Note: The following is one of a series of columns looking at the origins and growth of the agriculture industry in Southeast Georgia and Bulloch County.
In 1894, Statesboro merchant J. Fields began selling soda waters in his New York Bargain Store in Statesboro. Fields and Dempse Barnes shortly thereafter opened Fields and Barnes Bottling Works plant in Statesboro.
The April 19, 1901 Statesboro News reported that J.F. Fields now wished “to state that I have bought of Mr. B.P. Maul the Statesboro Bottling Works and Ice Business.”
Cone and Parker's Ice and Bottling Company opened in Brooklet.

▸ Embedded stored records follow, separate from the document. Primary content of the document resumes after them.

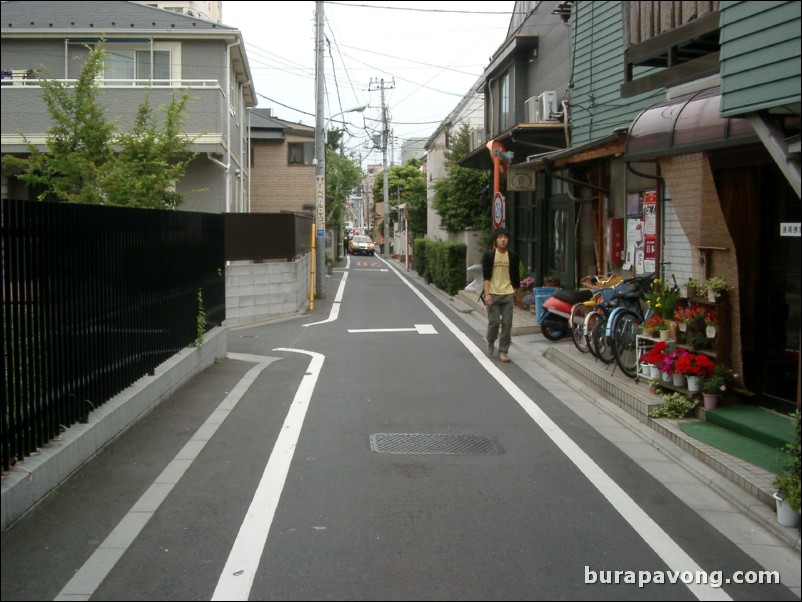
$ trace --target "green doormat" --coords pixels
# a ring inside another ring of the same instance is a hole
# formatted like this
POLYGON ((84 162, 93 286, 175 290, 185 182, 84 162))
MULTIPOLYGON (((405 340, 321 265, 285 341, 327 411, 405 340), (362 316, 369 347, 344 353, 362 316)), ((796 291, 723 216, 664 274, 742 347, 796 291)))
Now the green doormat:
POLYGON ((779 474, 789 460, 789 455, 782 450, 763 445, 754 439, 748 439, 709 422, 687 422, 681 424, 680 428, 702 443, 765 468, 774 474, 779 474))

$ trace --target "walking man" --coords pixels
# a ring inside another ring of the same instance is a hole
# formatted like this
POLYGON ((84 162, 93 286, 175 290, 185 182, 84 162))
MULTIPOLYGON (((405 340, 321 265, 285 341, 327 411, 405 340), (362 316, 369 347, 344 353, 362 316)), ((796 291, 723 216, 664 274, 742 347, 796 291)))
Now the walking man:
POLYGON ((498 338, 498 359, 509 362, 512 342, 512 313, 515 290, 521 286, 518 256, 509 250, 510 233, 499 228, 493 234, 493 248, 482 256, 482 297, 487 307, 487 349, 492 357, 498 338), (501 336, 499 336, 499 326, 501 336))

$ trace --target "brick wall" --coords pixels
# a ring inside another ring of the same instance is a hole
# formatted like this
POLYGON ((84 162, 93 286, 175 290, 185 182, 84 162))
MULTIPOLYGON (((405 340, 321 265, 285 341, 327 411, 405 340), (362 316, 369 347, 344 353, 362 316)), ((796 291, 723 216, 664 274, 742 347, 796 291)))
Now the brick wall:
POLYGON ((704 280, 707 276, 723 276, 733 287, 728 295, 732 325, 729 364, 736 373, 743 374, 738 258, 708 157, 705 153, 668 157, 660 161, 660 171, 678 222, 688 238, 694 277, 704 280), (699 263, 700 248, 709 249, 705 264, 699 263))
POLYGON ((287 135, 281 142, 254 141, 251 169, 251 211, 314 211, 315 166, 289 165, 287 144, 310 142, 308 137, 287 135))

The Statesboro News of June 20, 1902 announced “Keep Cool at Parker & Smith’s Old Stand.
On April 10, 1903, the Statesboro News revealed “Mr. Dempse Barnes bought (out) Mr. J.F. Fields and (owned) the Statesboro Bottling Works, “makers of High-Grade Soda Water, All Flavors...The Best on the Market!”
After Fields sold his interest in the Statesboro plant to Barnes, he began working with Cone and Parker to sell his newest beverage: Sea Island Ginger Ale.
In an Aug. 18, 1903 Statesboro News ad, placed by S. Landrum George, the owner of the Statesboro Ice and Manufacturing Company informed his clients that he had “High-Grade Soda Waters, all Flavors.”
He promised his customers that “The Ingredients used in the manufactures of our sodas are of the finest qualities.” Customers, he said, were welcome at the “Factory located at the S&S (Railroad) Depot.”
Then, in the Statesboro News of Aug. 21, 1903, D. Barnes & Co. warned “If it’s sour water you want to put off on your customers, see the other fellow. We Make only first-class goods.”
Continuing, “Our reputation for making the best “Soda Water” is too well-established to need any boasting. The prices are always as reasonable as good goods can be sold, and you can depend on them.”
A Columbus pharmacist, Claude Hatcher, created a soda water drink he called "Cher’o-Cola" at the Hatcher Grocery Company in 1905, and formed the Union Bottling Works to sell his soda.
Mr. Hughes of Stillmore opened Statesboro’s own Cher’o Cola plant shortly thereafter. Managed by J.S. Rouse, it was located by the Statesboro, Augusta and Northern Railway tracks near Ollie Brannen’s General Store.
Already a best-selling soda in Statesboro and throughout Georgia, its popularity spread across the entire Southeastern United States. After legal wrangling with Coca-Cola, Chero Cola became Royal Crown Cola in 1933.
In the Bulloch Times edition of May 6, 1915, the Statesboro Coca-Cola Bottling Company advertised “Coca-Cola And Soda Water. The summer season is at hand, and cool drinks will be in demand.”
And, “For picnics and outings, nothing is as good as our line of cool drinks — Coca-Cola and soda water of every kind. Excellent also for family use at all times.”
The Statesboro Herald announced on March 21, 1957 that the Coca Cola Company had decided to come out with a new "King-Size" 12-ounce bottle, which would be released in select areas on March 28.
Coca Cola was already available in the "Standard" 6 ½-ounce size glass bottle. J.F. Harbour, Gen. Mgr. of the Statesboro Bottling Company, announced Statesboro being included in this preview was a great honor.
This was such a big deal that one Coca Cola executive was quoted in the Atlanta papers that "Bringing out another bottle was almost like being unfaithful to your wife."